Is It Wrong to Cut Off Contact with Toxic Family Members?

Is It Wrong to Cut Off Contact with Toxic Family Members? April 14, 2024


Dark forest of trees with varying shades of green with a creek that runs through. Light shines through to highlight both sides of the water bed.
Choosing to cut off contact with toxic family can feel like stepping over murky water to unknown land. But, every once in a while in doing so, we find the light./Image by Dorothe from Pixabay

Reasons We Must Let Go

It is not morally wrong to choose to cut off contact with toxic family members.  I learned recently that extended family is not meant to be a focal point once we marry and have our own children. The scripture clearly defines priorities from that point forward: God, Spouse, and Children. That is not meant to say we should stop loving or including our extended family. However, if that extension is toxic, we can let go.

Scripture supports cleaving to our spouse and prioritizing our children. Marriages and children need to be nurtured and protected. The Bible also advocates guarding one’s heart against toxic or demoralizing behavior in those whose company we keep, the latter of which is particularly important for cycle breakers. Parents lay the groundwork for how our children expect to be treated by others. To do that, we must set an example for them. What does that mean?

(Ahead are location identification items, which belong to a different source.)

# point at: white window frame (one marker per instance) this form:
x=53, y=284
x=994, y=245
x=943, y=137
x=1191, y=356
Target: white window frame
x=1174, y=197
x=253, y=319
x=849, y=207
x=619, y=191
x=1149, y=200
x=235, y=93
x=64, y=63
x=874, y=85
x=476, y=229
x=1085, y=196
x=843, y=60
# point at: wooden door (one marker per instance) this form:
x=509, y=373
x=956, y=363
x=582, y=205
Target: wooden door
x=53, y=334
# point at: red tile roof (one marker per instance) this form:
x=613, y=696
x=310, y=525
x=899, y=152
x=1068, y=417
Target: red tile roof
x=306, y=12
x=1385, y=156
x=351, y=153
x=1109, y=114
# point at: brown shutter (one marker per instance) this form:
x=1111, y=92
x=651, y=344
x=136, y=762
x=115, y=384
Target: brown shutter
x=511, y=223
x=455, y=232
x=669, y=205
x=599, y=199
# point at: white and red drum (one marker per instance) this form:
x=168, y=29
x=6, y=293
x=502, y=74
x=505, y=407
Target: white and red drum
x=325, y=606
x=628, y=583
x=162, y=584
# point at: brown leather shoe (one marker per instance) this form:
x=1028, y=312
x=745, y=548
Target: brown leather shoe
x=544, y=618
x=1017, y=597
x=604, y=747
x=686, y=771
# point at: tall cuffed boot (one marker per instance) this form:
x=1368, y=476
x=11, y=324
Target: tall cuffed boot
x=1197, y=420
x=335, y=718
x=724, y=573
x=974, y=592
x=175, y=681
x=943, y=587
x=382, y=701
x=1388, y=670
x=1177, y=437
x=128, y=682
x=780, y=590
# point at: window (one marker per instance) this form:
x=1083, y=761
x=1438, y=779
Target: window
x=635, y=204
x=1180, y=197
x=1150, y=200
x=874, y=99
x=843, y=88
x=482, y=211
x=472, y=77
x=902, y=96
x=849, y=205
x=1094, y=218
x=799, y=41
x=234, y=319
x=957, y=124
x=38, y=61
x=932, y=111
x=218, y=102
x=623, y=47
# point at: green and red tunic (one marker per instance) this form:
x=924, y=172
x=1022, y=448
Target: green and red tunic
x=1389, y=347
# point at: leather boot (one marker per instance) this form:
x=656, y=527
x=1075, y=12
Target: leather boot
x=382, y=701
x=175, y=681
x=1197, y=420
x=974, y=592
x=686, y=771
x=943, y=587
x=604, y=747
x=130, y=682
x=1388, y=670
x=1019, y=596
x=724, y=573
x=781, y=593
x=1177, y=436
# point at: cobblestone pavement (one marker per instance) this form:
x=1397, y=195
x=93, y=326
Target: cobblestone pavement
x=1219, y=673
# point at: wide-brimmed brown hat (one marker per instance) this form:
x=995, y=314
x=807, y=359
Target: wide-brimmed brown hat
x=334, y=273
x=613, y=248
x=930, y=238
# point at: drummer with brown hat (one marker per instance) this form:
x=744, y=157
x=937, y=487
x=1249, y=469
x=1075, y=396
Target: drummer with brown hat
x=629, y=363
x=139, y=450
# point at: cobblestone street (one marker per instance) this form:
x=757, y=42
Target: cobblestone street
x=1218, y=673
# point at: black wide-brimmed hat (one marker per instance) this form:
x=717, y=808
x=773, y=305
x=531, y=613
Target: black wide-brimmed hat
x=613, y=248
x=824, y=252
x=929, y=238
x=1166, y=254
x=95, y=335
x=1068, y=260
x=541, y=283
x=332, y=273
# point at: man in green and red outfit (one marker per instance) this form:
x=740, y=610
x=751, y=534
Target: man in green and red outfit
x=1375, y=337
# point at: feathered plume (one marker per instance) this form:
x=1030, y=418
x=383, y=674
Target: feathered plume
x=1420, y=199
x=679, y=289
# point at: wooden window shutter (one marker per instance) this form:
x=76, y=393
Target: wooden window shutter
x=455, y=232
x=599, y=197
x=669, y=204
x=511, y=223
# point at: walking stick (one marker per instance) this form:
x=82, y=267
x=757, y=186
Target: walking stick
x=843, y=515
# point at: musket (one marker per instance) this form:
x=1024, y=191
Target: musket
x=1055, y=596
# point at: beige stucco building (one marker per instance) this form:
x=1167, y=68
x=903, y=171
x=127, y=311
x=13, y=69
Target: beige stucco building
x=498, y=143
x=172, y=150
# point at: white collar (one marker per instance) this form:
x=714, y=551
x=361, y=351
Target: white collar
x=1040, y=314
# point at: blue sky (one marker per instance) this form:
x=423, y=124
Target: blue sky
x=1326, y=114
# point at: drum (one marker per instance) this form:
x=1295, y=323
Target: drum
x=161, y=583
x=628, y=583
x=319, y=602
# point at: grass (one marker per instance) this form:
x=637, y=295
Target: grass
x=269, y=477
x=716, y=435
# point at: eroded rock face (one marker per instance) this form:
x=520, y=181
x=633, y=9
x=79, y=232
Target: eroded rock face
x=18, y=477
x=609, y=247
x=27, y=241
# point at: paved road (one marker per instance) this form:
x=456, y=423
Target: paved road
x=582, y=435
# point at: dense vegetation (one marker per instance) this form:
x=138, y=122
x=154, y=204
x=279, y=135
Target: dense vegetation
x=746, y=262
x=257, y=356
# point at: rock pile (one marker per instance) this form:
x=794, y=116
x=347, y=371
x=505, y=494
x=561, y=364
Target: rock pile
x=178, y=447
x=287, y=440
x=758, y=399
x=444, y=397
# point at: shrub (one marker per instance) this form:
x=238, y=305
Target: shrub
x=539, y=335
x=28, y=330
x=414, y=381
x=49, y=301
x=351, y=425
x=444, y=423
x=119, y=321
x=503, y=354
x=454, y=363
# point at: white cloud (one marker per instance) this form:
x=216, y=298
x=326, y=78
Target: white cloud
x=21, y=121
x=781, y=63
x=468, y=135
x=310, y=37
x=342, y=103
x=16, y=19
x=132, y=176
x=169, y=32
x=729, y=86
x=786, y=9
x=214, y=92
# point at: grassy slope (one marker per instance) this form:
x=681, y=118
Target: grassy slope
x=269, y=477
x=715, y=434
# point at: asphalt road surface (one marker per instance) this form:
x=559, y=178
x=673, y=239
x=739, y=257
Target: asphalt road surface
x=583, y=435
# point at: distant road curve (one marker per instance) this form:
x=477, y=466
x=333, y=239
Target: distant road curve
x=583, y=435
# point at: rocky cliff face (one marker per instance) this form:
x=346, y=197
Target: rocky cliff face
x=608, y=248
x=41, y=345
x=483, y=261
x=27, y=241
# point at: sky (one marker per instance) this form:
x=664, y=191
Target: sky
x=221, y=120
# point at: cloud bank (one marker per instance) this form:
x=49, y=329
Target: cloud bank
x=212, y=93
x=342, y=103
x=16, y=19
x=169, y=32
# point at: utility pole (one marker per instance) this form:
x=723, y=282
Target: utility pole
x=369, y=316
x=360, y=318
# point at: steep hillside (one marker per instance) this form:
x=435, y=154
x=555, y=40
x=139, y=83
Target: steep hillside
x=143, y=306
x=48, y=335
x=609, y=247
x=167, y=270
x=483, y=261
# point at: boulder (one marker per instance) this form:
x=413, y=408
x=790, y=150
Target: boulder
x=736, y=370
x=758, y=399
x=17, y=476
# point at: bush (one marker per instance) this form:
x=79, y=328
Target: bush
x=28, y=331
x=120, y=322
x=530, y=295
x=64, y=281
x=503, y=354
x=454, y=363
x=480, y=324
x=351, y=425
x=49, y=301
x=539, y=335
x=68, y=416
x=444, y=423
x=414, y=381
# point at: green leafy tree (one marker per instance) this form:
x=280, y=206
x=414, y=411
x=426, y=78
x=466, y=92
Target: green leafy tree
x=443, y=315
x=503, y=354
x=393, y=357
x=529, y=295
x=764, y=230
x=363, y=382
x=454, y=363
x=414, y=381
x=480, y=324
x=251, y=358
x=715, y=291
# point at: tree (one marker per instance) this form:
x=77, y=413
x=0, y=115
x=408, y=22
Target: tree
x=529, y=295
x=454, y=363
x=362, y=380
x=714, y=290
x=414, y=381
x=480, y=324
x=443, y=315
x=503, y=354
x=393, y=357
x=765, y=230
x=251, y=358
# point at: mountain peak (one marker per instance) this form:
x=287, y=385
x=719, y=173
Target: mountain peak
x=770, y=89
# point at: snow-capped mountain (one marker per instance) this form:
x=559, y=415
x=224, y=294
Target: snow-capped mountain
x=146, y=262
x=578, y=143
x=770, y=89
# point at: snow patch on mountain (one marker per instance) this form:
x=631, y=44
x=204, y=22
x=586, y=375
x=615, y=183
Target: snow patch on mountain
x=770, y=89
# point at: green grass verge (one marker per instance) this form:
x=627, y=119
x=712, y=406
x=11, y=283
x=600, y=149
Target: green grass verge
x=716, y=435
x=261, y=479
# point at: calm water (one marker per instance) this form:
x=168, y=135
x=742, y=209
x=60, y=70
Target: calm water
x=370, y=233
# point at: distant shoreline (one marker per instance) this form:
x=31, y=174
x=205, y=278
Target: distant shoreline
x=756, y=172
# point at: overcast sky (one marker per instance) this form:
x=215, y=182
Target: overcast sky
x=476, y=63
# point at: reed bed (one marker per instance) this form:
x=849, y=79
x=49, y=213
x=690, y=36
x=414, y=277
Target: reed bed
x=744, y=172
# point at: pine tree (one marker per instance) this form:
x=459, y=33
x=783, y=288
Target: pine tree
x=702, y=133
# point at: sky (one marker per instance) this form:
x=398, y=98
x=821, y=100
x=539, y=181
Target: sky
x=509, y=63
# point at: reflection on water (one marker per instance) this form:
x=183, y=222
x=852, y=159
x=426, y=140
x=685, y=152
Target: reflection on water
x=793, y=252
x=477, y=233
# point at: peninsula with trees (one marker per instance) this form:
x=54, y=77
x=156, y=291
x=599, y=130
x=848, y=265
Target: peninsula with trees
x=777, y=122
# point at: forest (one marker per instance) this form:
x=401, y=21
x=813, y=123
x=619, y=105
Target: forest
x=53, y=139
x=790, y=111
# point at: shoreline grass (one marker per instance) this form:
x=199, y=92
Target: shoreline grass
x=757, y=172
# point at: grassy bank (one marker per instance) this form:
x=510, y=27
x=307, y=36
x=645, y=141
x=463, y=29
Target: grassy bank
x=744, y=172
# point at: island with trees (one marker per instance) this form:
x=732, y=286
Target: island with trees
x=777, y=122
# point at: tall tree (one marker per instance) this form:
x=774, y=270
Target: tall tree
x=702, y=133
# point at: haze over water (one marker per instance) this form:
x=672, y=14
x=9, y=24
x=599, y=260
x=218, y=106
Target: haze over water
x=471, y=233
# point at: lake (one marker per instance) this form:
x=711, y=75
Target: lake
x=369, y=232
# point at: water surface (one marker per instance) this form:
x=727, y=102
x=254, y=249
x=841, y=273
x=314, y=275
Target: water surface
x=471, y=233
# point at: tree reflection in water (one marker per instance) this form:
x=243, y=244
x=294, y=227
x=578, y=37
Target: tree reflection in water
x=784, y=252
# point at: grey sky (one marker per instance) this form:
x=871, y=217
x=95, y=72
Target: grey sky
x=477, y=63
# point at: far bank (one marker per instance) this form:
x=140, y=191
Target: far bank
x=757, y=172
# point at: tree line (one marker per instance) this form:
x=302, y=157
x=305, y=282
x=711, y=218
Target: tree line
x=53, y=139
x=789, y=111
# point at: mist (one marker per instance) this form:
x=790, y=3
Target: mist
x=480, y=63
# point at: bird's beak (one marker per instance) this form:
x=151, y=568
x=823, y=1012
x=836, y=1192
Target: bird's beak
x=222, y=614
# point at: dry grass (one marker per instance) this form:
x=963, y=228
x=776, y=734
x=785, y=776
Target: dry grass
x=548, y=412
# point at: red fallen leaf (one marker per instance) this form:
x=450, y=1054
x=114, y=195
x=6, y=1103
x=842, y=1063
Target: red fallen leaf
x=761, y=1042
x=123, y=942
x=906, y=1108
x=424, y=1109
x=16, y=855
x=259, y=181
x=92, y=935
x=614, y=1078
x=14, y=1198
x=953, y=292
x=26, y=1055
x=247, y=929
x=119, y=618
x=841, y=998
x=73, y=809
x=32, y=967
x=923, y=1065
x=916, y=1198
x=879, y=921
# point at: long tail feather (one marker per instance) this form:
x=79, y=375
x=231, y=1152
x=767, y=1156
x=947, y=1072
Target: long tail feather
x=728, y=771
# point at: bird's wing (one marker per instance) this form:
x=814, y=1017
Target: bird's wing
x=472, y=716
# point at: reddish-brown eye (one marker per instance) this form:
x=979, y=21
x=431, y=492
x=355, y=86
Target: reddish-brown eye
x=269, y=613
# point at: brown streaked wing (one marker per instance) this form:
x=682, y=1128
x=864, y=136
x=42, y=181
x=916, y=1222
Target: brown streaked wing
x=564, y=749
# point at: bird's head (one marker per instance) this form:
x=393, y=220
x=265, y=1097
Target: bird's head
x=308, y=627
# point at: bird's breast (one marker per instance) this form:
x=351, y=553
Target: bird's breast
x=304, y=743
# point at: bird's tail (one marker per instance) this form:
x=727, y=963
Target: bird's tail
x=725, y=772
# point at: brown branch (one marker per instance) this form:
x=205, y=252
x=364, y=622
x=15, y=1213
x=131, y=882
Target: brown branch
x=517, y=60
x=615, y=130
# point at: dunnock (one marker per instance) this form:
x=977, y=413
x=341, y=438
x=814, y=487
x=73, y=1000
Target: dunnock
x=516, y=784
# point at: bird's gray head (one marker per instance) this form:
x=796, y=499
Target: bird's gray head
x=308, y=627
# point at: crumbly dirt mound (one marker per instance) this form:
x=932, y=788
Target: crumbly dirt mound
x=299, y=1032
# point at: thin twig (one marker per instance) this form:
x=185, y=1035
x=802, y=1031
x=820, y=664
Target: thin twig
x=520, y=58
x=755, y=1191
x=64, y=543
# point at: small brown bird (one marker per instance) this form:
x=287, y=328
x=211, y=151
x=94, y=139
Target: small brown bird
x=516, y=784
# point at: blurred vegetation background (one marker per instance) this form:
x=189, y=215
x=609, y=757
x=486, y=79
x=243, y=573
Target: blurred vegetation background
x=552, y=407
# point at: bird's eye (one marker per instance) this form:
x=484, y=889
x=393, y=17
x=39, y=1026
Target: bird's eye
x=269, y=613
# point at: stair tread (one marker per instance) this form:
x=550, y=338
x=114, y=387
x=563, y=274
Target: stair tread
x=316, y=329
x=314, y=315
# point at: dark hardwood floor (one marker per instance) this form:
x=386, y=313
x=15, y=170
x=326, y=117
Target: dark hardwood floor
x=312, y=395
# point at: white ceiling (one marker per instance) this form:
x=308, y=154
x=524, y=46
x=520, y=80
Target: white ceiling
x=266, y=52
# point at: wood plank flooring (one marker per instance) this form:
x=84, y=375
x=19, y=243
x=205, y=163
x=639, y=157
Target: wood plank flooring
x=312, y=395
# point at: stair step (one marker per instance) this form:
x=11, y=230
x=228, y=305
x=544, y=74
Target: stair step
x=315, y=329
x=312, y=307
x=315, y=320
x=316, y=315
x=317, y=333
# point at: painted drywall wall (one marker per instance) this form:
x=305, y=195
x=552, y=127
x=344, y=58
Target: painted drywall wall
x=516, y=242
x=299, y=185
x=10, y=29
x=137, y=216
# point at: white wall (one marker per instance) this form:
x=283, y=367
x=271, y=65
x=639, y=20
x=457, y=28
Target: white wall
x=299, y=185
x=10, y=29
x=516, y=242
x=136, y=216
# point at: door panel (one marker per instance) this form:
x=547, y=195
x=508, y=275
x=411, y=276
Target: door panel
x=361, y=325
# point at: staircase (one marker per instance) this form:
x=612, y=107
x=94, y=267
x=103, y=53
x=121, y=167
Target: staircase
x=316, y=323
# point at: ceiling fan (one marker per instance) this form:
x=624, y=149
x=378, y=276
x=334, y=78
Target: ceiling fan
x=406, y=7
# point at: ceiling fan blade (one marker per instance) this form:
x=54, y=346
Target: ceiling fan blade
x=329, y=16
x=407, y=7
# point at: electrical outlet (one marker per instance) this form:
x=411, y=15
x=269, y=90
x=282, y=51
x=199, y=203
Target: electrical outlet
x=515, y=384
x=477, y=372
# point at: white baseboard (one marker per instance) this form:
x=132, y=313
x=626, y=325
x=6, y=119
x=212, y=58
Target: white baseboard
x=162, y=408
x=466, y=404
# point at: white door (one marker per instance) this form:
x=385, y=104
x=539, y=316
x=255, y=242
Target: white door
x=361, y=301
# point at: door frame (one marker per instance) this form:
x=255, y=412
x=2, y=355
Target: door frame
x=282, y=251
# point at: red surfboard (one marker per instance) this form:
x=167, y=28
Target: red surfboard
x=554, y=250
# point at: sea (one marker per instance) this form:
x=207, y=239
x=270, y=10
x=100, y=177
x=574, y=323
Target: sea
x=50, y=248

It means that sometimes we have to say no. When all other avenues have been explored, we must refrain from further contact with people who have hurt us because it’s not okay to hurt other people, and our kids need to see that it is okay to make the choices that are best for their body, heart, and spirit.

Lastly, when it comes to letting go of toxic people, guilt comes with the territory. As Christians, sometimes we unnecessarily martyr ourselves because we think that is what Jesus expects. No, not when it comes to toxic people who serve no purpose but to harm us. We must learn to let go of our feelings of guilt. That last one takes prayer and time. When having big feelings validate yourself–It is not morally wrong to choose to cut off contact with toxic family members.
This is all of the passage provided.